Microsoft is a really different company now than it was 10 years ago. Who would have thought we would get Bash inside Windows as a supported Microsoft feature. Microsoft changed it’s stance towards the Linux community and Open Source communities in general in a radical way. As far as I am concerned, these are changes for the good.
And now in it’s latest move, Microsoft is doing what many web developers have hoped it would do for years and years. Back in 2006, in the last days of Internet Explorer 6, we would joke that MS should just switch to Firefox. Today, it is doing almost exactly that! It has announced it’s plans to ditch EdgeHTML, the native Edge HTML engine, and replace it with Blink, the fork from Webkit that Google made for the Chromium project.
EdgeHTML? Blink? WebKit??
Ok yeah this might deserve some explanation. A browser is a big complicated piece of software consisting of many different components. But at the core of every browser there is a component that we like to describe as the ‘render engine’ or the ‘html engine’, that interprets the HTML and CSS that the website contains and paints the browser window as the author of the website intended. Hopefully. Because historically there have been many incompatibilities between HTML engines. What would render ok in one browser might look completely broken in another.
Microsoft, after taking the browser market by storm with Internet Explorer versions 1 – 6, started to focus it’s energy elsewhere and did not give the HTML engine backing Internet Explorer the attention it needed for years. In the mean time, web standards continued to evolve and other browsers (Firefox, Safari, Opera, Chrome) did a much better job at evolving their respective rendering engines.
Initially, there used to be a browser named Konquerer on Linux that had an Open Source HTML engine named KHTML, that evolved into WebKit. This was adopted by Apple as the HTML engine for Safari and with the success of the iPhone it became a de-facto standard for mobile browsers. Then, when Google decided it wanted to develop it’s own browser, Chrome, it picked WebKit as it’s HTML engine as well. After a while Google decided that it was easier for it to fork WebKit into it’s own project, Blink. Then Opera, which had it’s own HTML engine named Presto (which was actually very good) decided that it was better for it to switch to Blink. So we had this situation where 3 major browsers, Chrome, Safari and Opera, were all based on HTML engines that derived from WebKit. And it gave developers a consistent cross-browser experience that was unheard of before.
In the mean time, Microsoft decided it was too late for Internet Explorer to salvage it and they started from scratch with Edge. We all were a bit disappointed they did not adopt Blink or Gecko but built something new, but at least it was a lot better than what had been in Internet Explorer and they were intent on making it standards compliant.
Towards one HTML engine
And so we arrived where we are today, where there are basically 4 big HTML engines in use, 2 of which derive from WebKit:
- WebKit: Safari
- Blink (derives from WebKit): Chrome, Opera
- Gecko: Firefox
- EdgeHTML: Edge
And now it seems Microsoft has come to the same point as Opera did before. Yes they have a great HTML engine at this point. So did Opera. But it takes a gigantic amount of effort just to keep up with the evolving standards and honestly, they have always been, and still are, behind on the (ironically) bleeding edge. Which is not what they intended Edge to be. And so, just like Opera, they are adopting Blink as the HTML engine powering Edge. Meaning Edge will automatically get all the same features and capabilities that are in Chrome and Opera.

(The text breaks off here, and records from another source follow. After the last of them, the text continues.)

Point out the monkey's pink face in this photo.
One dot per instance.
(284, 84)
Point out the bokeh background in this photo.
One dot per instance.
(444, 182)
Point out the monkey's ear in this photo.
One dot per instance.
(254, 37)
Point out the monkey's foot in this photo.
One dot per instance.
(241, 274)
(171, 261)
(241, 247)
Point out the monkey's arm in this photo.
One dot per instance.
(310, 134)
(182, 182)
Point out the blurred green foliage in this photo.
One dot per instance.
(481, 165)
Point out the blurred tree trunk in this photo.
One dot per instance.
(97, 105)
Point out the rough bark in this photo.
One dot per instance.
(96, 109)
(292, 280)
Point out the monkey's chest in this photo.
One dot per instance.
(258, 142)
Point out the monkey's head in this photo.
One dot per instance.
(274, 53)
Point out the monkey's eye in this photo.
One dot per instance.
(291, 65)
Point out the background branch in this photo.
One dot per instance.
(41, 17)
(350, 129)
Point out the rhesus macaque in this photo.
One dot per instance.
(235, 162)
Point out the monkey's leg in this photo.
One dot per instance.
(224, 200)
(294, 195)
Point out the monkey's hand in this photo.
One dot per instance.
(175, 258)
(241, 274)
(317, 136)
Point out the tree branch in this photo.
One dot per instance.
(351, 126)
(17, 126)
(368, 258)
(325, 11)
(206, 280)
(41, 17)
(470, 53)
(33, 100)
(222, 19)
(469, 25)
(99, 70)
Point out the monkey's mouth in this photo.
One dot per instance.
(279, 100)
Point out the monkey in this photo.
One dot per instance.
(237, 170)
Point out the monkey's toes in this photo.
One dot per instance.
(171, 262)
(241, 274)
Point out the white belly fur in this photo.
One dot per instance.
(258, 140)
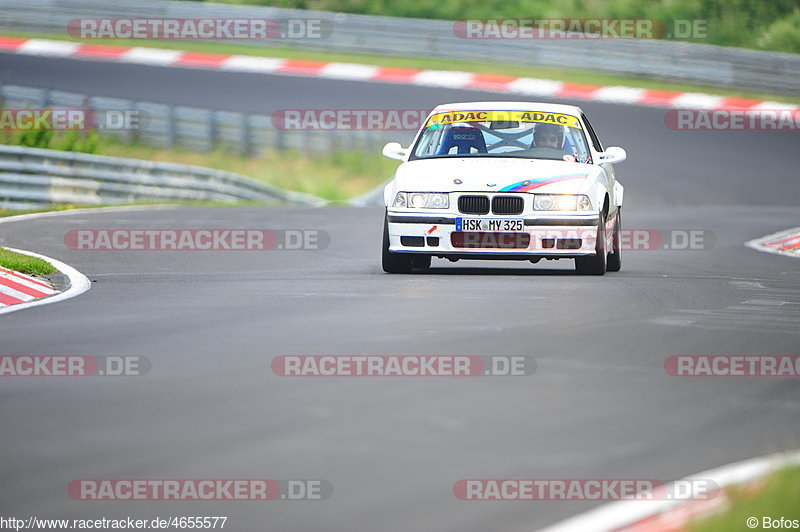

After this switch is completed, probably somewhere during 2019, we will have gone one step further towards a unified HTML engine. WebKit, Blink and Gecko will be the only ones to remain.
Will Firefox one day drop Gecko and adopt Blink as well?
Gecko, the last man standing
I suspect it will take a lot for Mozilla to give up on Gecko. Mozilla was founded from the ashes of Netscape, so it’s history goes waaaaay back. And there is a lot invested in Gecko.
Also, Gecko is pretty amazing! It is much harder saying goodbye to a component that works great than it is to kill a buggie piece of cr*p.
Still, it might actually be a good thing for Mozilla to switch to Blink. Because the HTML engine should not be the part where the browser stands out from the competition. Au contraire! The HTML engine should render the page exactly according to the standards, so there is no room for competition here. Firefox should stand out from the crowd where it concerns freedom of choice, free software, privacy etc. Not on how a box-shadow renders on a floated div.
Can there be only one?
Well maybe! I mean who would have believed you if you told them 5 years ago that Microsoft would adopt Chrome’s rendering engine?? Mozilla might draw the same conclusion Opera and Microsoft did. And Frankly, Safari upgrading from WebKit to Blink looks like a no-brainer, because Google forked WebKit because it felt it was being held back by the slow progress on the WebKit part. So it seems reasonable to assume that WebKit is lagging behind on Blink. And with Microsoft adopting Blink we can expect it’s many highly qualified engineers to start contributing to Blink as well.
And so Mozilla, Apple, Google and Micrsosoft all contributing to the same underlying Open Source HTML engine might not be a pipe dream at all. It might be just around the corner!